One of the hardest questions to answer as a marketing professional is, “How can we measure the return on our advertising investment”? Before the turn of the 21st century, advertisers used to rely on metrics like readership, exposure and impressions received from their marketing spend. These metrics indicate the breadth of reach from ads, but are nowhere near actually determining the dollar value gained from your investment.
At the end of the day, if the bottom line went up it was an indication of successful marketing but advertisers were mostly left in the dark on the direct impact on profits. To this day, traditional advertising methods don’t allow for any way to tie ad spend to closed sales. These marketing efforts require a lot of preparation and planning (depending on your selected channels) – but sales will still fall through the cracks without attribution.

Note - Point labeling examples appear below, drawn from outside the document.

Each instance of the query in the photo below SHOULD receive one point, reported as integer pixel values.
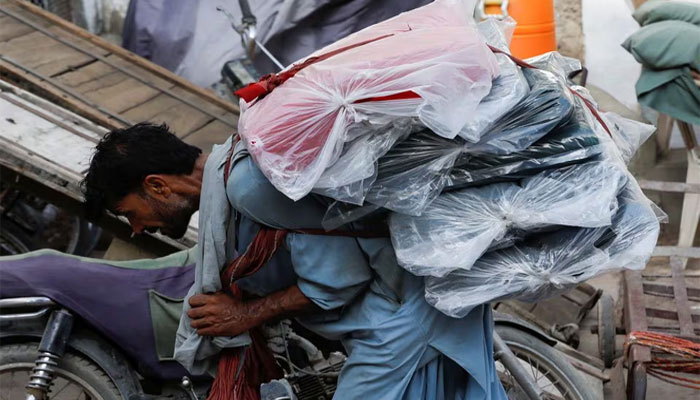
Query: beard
(177, 214)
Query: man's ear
(156, 186)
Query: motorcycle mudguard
(85, 342)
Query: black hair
(124, 157)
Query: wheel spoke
(62, 389)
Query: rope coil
(659, 366)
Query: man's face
(150, 213)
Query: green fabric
(670, 91)
(657, 11)
(179, 259)
(667, 50)
(667, 44)
(165, 314)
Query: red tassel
(234, 382)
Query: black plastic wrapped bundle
(571, 143)
(548, 104)
(547, 264)
(416, 170)
(459, 226)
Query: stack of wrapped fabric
(499, 179)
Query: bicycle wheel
(548, 368)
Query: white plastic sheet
(298, 130)
(509, 88)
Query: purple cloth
(114, 300)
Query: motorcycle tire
(73, 374)
(544, 361)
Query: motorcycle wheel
(76, 377)
(549, 369)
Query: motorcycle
(74, 327)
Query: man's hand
(220, 314)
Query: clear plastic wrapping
(627, 134)
(568, 144)
(547, 264)
(459, 226)
(414, 172)
(352, 175)
(508, 89)
(548, 104)
(430, 64)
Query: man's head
(144, 173)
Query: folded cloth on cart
(460, 226)
(547, 264)
(430, 63)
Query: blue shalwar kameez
(399, 347)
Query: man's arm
(220, 314)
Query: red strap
(588, 104)
(269, 82)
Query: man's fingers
(200, 323)
(199, 300)
(197, 312)
(206, 332)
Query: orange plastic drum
(534, 33)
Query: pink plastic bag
(429, 63)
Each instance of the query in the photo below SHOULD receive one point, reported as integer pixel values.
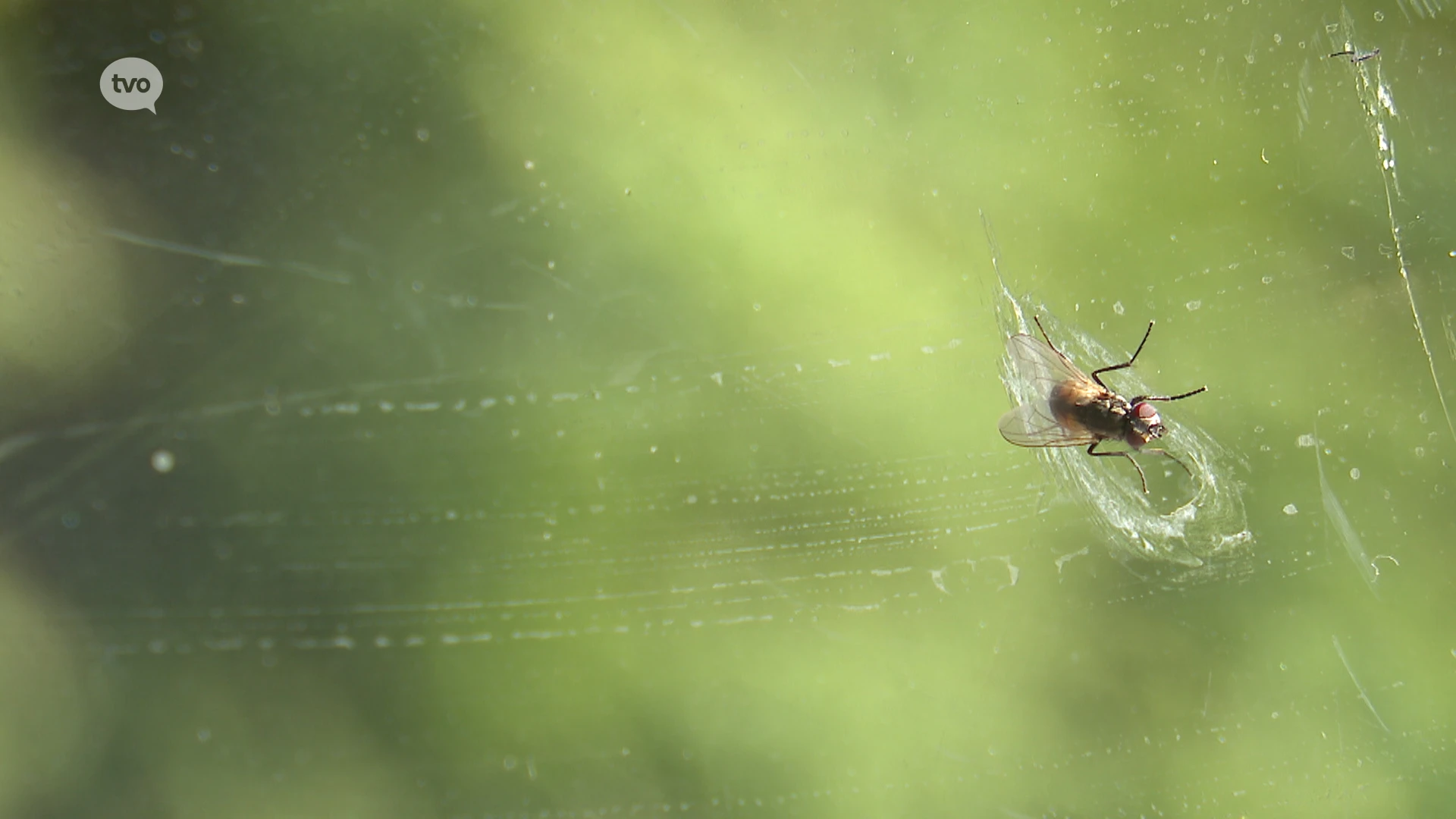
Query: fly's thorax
(1087, 407)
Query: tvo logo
(131, 83)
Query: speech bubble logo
(131, 83)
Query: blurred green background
(582, 410)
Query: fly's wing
(1033, 425)
(1036, 369)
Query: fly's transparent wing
(1036, 369)
(1033, 425)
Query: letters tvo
(121, 85)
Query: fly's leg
(1123, 366)
(1125, 453)
(1165, 397)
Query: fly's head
(1144, 425)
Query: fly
(1079, 410)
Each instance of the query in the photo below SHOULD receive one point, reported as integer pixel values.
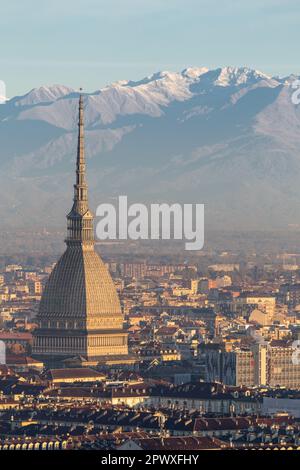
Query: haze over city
(150, 242)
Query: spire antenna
(80, 219)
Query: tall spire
(80, 188)
(80, 219)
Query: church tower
(80, 312)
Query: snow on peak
(194, 72)
(43, 94)
(234, 76)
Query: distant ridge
(227, 137)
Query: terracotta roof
(79, 373)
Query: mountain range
(228, 138)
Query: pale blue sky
(94, 42)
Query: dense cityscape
(144, 354)
(212, 360)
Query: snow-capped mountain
(227, 137)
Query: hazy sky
(91, 43)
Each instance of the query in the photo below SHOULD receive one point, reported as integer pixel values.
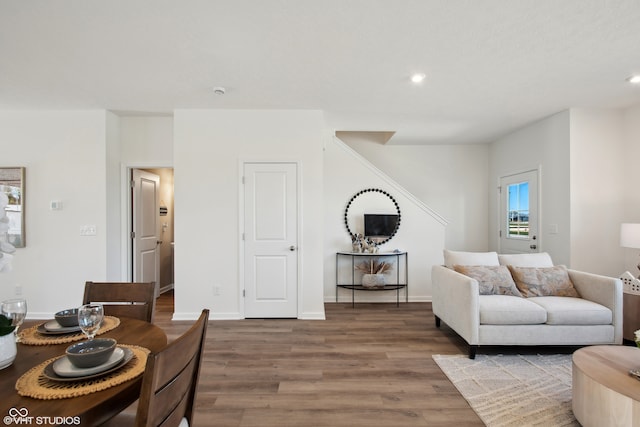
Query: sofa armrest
(604, 290)
(455, 301)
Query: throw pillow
(492, 279)
(540, 282)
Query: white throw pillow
(452, 258)
(537, 260)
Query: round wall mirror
(374, 213)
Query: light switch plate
(88, 230)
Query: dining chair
(169, 382)
(128, 299)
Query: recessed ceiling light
(635, 79)
(418, 77)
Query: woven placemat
(34, 384)
(31, 336)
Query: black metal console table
(401, 280)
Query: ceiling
(492, 66)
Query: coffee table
(604, 394)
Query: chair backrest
(127, 299)
(171, 378)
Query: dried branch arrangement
(373, 267)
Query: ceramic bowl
(67, 318)
(87, 354)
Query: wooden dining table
(90, 409)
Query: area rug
(514, 390)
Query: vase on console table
(373, 280)
(8, 349)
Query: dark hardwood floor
(365, 366)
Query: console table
(355, 283)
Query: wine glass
(16, 310)
(90, 318)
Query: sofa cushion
(573, 311)
(452, 258)
(509, 310)
(539, 282)
(492, 279)
(542, 259)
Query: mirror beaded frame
(359, 193)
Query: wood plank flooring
(365, 366)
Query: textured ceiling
(492, 66)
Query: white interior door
(145, 215)
(519, 221)
(270, 240)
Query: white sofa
(593, 318)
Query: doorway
(519, 208)
(151, 223)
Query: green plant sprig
(5, 325)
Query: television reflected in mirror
(380, 225)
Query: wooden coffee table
(604, 394)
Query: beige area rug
(514, 390)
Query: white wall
(631, 181)
(208, 150)
(64, 155)
(597, 190)
(449, 179)
(421, 233)
(544, 145)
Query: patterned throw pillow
(540, 282)
(493, 280)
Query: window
(518, 205)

These issues with proving ROI are why so many businesses are allocating more and more funds to digital advertising each year.
The beauty of digital advertising is the ability to track your return with a properly implemented digital infrastructure. Advertising through Google and Bing present many opportunities for search, display and video placements, all which can be tailored to drive users towards predetermined actions and goals. For business-to-business (B2B) companies, digital advertising is becoming an integral expenditure in fueling sales departments with actionable leads. A major hurdle companies run into is quantifying the direct return they receive from their advertising funds, especially for lengthy sales cycles.
The following methods of attribution will help you decide ahead of time how to begin tracking your marketing qualified leads so you can prove the value and continue expanding your marketing presence.
Disclaimer: This method by no means is a solution to attribution modeling between cross-channel marketing programs, but simply a proposed system to consider implementing to begin tracking leads until they convert to sales for companies who do not have customer relationship management (CRM) integration.
In order to fully attribute individual leads to sales you will need to have a system in place to identify the source responsible for generating leads, and have the ability to reference that information after a lead closes.
Using on-site lead forms is one of the simplest ways to attribute leads to various channels, however in order to pin a sale to AdWords it will require some finesse. When a lead form is submitted through a site, it is usually sent directly to an email recipient or stored in a downloadable lead sheet. The problem with attributing a lead to AdWords is presented because Analytics does not track personally identifiable information (PPI) that can tie a single lead form to a single user. With the use of secondary dimensions in Analytics, you can easily see the source/medium responsible for a grouping of lead forms, but this still does not show perfect attribution. To take attribution one step further, you can use the timestamp of when the lead came through and cross reference Analytics to determine what was the actual source. After you have pinpointed the individual lead to a source, you will then need to decide on a way to make a note of this for future reference. You can do this by exporting your lead sheet and adding a new column to write in the source, or you can simply keep a separate log of leads from various sources. If you are a pro you can also cross reference AdWords for specific leads and also note the specific campaign, adgroup and keyword that generated the lead at the same time.
This process is sluggish and requires a lot of hands-on tracking especially if your company has hundreds of leads to vet, but can be really helpful when upper management is considering pulling AdWords funding at the end of the year. If you do not have the bandwidth to go through each lead and annotate the source responsible, the quick way is to start the process after a sale is closed. As long as you have the original timestamp of the generated lead logged, you can also go back through your Analytics data and identify attribution.